They also criticized the minister for failing to take precautions for the onset of winter and ensuring that camp residents were provided with adequate shelter, as well as for dismissing calls to transfer migrants and refugees awaiting processing at the island camps to the mainland.

Mouzalas told lawmakers that transferring migrants to the mainland could threaten a deal between the European Union and Turkey by which Ankara agreed to take back migrants who were denied asylum in exchange for financial assistance. The deal, meanwhile, became even more precarious on Friday after Turkish President Recep Tayyip Erdogan warned European lawmakers that he would open the border with Greece if his country’s bid to join the bloc was not pushed forward.

Mouzalas said that the only viable option at this point would be to build additional facilities on the host islands in order to take some of the pressure of overcrowding off the existing camps, but added that this plan has been resisted by both local authorities as well as lawmakers inside his leftist SYRIZA party.

The minister responded to calls from a Greek Communist Party (KKE) MP to evacuate the island camps by saying that the deal with Turkey has so far prevented as many as 150,000 migrants and asylum-seekers from entering Greece. Greece is currently struggling to cope with around 61,000 migrants spread across the country.

“In order to improve existing facilities and put an end to such tragedies, we need more camps. If this doesn’t happen, the consequences will be tragic,” Mouzalas told the KKE MP.

“It appears to me that you are blackmailing the [island] residents in the same way that Erdogan is blackmailing Greece and Europe. You are telling them to keep quiet or there will be worse to come,” KKE’s Christos Katsotis retorted. “You are shirking your responsibilities.”

Mouzalas also came under fire from a SYRIZA lawmaker, who said that transferring migrants to the mainland would not be in violation of the EU-Turkey deal.
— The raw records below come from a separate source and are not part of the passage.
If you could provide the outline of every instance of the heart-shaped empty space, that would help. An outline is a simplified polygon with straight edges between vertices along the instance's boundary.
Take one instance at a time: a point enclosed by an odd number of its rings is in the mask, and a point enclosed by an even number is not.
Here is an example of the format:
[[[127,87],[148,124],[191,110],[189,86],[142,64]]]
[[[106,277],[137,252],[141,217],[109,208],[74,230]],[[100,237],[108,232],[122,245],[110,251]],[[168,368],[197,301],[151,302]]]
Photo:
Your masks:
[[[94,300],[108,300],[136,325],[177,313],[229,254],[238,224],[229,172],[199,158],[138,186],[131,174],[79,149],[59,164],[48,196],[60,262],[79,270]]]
“You aligned with those objecting to a new camp,” Mouzalas told the leftist party’s representative for Samos, Dimitris Sevastakis. “It is you and the local authorities who are refusing our proposal to open a new camp that would improve the situation.”

Mouzalas admitted that migrant processing is “moving at a pace that is disproportionate to the problem,” but argued that part of the responsibility lay with the European Union for failing to send enough staff to help speed up asylum application reviews. “We had an agreement for 400 staffers. Just 35 have arrived. We had a new agreement for another 100 and are still waiting," Mouzalas said. 

The minister also made special reference to Chios, where local officials and residents have become increasingly vocal over the past few weeks in their demand for the camp at Souda to be shut down.

That same camp has come under attack at least twice in as many weeks by unknown assailants who lobbed rocks and homemade firebombs at tents, sparking riots among restless camp residents.

Mouzalas called for an immediate inquiry into the attacks, expressing his belief that they are connected to the far-right party Golden Dawn, an assertion that has also been made by aid workers at the facility.